Mobile Money's Contribution to Agribusinesses in Africa

Article written by the Sustainable Consumption and Food Production team at ThirdWay Partners.

In recent years, mobile money – a digital payment system that allows users to perform various financial transactions such as store, send and receive and money using a mobile phone – has emerged as a game-changer in Africa's agricultural landscape, offering a beacon of hope for smallholder farmers and rural communities grappling with financial exclusion. Revolutionising traditional business models and addressing deep-rooted challenges, mobile money has become synonymous with efficiency and inclusivity in the continent's agribusiness sector. This article delves into the transformative impact of mobile money on African agriculture, exploring its multifaceted implications.

The agricultural sector stands as a cornerstone of Africa's economy, contributing an average of 17% of the continent’s GDP (World Bank, 2022) and employing a substantial portion - approximately 52% - of the workforce in Sub-Saharan Africa (World Bank, 2022). Despite its pivotal role, access to formal financial services remains a persistent challenge for many within the sector. Smallholder farmers and rural communities, comprising a sizable segment with over 33 million smallholder farms in Africa contributing to over 70% of the food supply, according to the International Fund for Agricultural Development (IFAD). This segment finds themselves excluded from traditional banking systems due to the lack of infrastructure, distance, costliness of access, among other factors. This financial exclusion stifles economic development, perpetuating cycles of poverty and hampering the sector's potential for growth and resilience.

Moreover, it fosters a reliance on cash transactions within the agriculture sector, presenting a dual challenge. On the one hand, cash transactions pose significant security risks, leaving farmers vulnerable to theft and loss. On the other, they introduce inefficiencies throughout the agricultural value chain, such as often requiring physical presence to make a transaction. This may lead to delays, which disrupt the flow of transactions, ultimately hampering overall productivity. The lack of access to credit exacerbates the situation, depriving farmers of necessary investments in their businesses from purchasing inputs to investing in irrigation, mechanization or storage, thus keeping them in a cycle of lower yields and incomes.

Since its inception in 2007, mobile money has offered a transformative solution to Africa's financial inclusion woes. Spearheaded by platforms such as M-Pesa in Kenya, mobile money has witnessed exponential growth across Sub-Saharan Africa, with millions of registered and active users. According to the Global System for Mobile Money Association's "2023 State of the Mobile Money Industry" report, there were over 763 million registered accounts and 218 million active monthly accounts in Sub-Saharan Africa in 2022.

Leveraging their mobile phones, farmers can now conduct financial transactions with ease, without the need for traditional bank accounts.

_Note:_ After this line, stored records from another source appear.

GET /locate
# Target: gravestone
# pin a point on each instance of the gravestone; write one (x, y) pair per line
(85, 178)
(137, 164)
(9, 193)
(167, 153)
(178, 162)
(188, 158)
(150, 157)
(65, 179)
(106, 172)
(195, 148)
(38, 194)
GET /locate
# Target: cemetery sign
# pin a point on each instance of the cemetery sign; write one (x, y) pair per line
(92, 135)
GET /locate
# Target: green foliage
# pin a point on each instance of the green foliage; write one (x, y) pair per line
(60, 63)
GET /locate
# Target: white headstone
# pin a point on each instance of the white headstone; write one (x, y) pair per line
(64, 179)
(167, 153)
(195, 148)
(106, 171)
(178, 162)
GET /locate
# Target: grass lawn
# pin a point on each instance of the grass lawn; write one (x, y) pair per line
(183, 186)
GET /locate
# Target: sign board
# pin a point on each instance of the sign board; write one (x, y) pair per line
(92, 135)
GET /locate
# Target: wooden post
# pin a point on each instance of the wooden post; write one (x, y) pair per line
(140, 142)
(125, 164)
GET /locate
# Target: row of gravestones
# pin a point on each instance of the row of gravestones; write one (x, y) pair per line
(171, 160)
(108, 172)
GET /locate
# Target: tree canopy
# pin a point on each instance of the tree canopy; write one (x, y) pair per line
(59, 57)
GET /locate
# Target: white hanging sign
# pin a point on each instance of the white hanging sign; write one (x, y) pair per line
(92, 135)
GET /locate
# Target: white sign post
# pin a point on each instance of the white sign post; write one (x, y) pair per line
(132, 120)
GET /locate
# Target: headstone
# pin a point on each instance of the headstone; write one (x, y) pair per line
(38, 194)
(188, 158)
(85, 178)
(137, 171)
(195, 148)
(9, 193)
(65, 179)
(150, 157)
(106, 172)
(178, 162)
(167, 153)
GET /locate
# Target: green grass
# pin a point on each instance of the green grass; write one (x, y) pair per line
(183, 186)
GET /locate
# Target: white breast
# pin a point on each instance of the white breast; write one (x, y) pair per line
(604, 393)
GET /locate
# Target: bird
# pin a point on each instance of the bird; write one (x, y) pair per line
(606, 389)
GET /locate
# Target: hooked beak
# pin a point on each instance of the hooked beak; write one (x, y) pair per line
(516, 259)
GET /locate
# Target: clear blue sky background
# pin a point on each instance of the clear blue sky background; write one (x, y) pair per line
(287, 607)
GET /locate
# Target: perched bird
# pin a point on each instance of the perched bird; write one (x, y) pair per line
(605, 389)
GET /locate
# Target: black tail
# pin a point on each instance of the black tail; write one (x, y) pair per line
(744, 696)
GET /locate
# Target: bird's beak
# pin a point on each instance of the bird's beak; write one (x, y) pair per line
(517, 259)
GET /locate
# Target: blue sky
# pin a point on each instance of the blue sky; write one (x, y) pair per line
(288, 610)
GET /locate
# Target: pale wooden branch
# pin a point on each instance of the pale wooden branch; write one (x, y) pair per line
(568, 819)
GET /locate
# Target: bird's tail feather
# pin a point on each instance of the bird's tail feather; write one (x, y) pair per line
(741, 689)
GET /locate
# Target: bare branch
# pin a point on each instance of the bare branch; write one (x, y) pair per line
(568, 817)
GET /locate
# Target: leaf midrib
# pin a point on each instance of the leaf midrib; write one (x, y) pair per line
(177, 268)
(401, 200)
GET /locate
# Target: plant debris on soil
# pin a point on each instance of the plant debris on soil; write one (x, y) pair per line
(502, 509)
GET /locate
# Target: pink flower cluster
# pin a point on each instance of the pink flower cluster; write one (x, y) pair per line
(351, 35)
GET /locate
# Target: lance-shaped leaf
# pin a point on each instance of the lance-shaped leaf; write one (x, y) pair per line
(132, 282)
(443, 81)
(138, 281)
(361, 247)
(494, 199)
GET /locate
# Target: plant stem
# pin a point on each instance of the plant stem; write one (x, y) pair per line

Mobile money has not only promoted financial inclusion but has also streamlined transactions within the agricultural value chain. Farmers can now receive payments directly to their mobile phones, eliminating the risks associated with cash transactions. This has led to cost savings, improved liquidity, and enhanced efficiency throughout, benefiting both farmers and consumer alike.

Furthermore, mobile money has unlocked access to credit and other financial services, empowering farmers to invest in inputs, adopt modern technologies, expand their operations and building resilience in adapting to climate change. A randomized evaluation conducted in Mozambique revealed a significant increase in savings and investment among farmers who were provided access to mobile money savings accounts.

In conclusion, mobile money has come forth as a powerful catalyst for agricultural transformation in Africa, offering a lifeline to smallholder farmers and rural communities. By expanding financial inclusion, enhancing payment efficiency, and facilitating access to credit and savings, mobile money is driving economic development and empowering farmers. As mobile money continues to evolve, lowering transaction fees on the transactions, expanding the coverage of rural areas and increasing the network of mobile money agents would ensure continuous increase in its transformative impact on African agriculture.